Doc Gorman

Profile
- Positions: End, Tackle

Personal information
- Born: July 23, 1893 Pawnee, Illinois
- Died: September 22, 1938 (aged 45) Evanston, Illinois

Career information
- College: St. Louis University

Career history
- Evansville Ex-Collegians (1920); Evansville Crimson Giants (1921–1922);
- Stats at Pro Football Reference

= Doc Gorman =

American football player (1893–1938)

Otho Addison "Doc" Gorman (July 23, 1893 - September 22, 1938) was a professional football player during the early 1920s. He played in the National Football League, in 1921 and 1922, for the Evansville Crimson Giants. Gorman also played halfback at the college level for St. Louis University.
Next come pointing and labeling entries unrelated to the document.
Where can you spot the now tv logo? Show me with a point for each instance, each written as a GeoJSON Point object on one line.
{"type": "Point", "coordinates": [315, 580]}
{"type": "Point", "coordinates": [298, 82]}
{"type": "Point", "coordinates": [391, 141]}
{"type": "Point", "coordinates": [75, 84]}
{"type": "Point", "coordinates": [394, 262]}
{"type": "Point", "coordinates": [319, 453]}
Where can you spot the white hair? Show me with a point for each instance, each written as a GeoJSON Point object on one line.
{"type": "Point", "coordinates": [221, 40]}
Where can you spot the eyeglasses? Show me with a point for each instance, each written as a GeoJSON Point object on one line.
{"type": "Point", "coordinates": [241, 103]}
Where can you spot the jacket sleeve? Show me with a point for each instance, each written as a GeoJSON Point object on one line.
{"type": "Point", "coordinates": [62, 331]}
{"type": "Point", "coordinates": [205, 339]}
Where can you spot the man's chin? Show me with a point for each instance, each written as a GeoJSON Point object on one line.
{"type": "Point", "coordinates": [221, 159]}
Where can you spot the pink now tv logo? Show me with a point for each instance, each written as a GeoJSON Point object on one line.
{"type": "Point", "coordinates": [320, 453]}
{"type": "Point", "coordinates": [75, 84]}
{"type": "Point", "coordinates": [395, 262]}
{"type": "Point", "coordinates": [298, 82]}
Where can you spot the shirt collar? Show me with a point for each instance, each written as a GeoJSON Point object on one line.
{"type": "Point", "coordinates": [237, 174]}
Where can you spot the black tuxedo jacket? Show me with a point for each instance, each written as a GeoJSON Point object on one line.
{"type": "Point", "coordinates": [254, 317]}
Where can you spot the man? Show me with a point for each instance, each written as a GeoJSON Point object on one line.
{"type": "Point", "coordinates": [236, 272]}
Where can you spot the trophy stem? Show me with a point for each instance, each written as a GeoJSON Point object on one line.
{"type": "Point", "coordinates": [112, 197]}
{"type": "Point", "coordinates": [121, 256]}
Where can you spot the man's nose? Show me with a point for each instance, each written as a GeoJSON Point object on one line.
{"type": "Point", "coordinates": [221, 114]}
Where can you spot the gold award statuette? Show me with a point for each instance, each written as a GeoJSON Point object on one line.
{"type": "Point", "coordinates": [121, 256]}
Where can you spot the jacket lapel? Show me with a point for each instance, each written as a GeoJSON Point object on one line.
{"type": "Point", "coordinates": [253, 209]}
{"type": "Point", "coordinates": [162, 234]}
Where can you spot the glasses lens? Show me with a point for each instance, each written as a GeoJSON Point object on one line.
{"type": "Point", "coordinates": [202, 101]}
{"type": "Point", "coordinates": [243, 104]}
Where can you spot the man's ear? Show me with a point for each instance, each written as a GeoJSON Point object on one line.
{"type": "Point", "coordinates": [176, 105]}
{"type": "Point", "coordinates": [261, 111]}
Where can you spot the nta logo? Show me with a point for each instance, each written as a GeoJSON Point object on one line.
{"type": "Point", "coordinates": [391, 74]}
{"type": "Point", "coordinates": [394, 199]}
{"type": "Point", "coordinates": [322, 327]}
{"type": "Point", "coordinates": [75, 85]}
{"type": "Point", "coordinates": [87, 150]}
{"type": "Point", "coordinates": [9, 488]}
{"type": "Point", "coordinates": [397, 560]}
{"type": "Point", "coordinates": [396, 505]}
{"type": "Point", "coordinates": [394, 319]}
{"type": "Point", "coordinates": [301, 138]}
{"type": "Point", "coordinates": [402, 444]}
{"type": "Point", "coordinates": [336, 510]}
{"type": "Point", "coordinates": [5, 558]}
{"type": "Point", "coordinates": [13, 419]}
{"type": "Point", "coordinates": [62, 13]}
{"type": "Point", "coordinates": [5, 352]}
Gorman also played football in 1920 with the semi-pro Evansville Ex-Collegians. When Frank Fausch established his Crimson Giants in 1921, many of the Ex-Collegians, including Gorman, stayed loyal to Ex-Collegians manager Menz Lindsey. However once Fausch gained the only lease to Bosse Field, the city's only football field, Gorman became the first Ex-Collegians, outside of Fausch and Mark Ingle, to join the team.

Outside of pro football, Gorman worked as a dentist.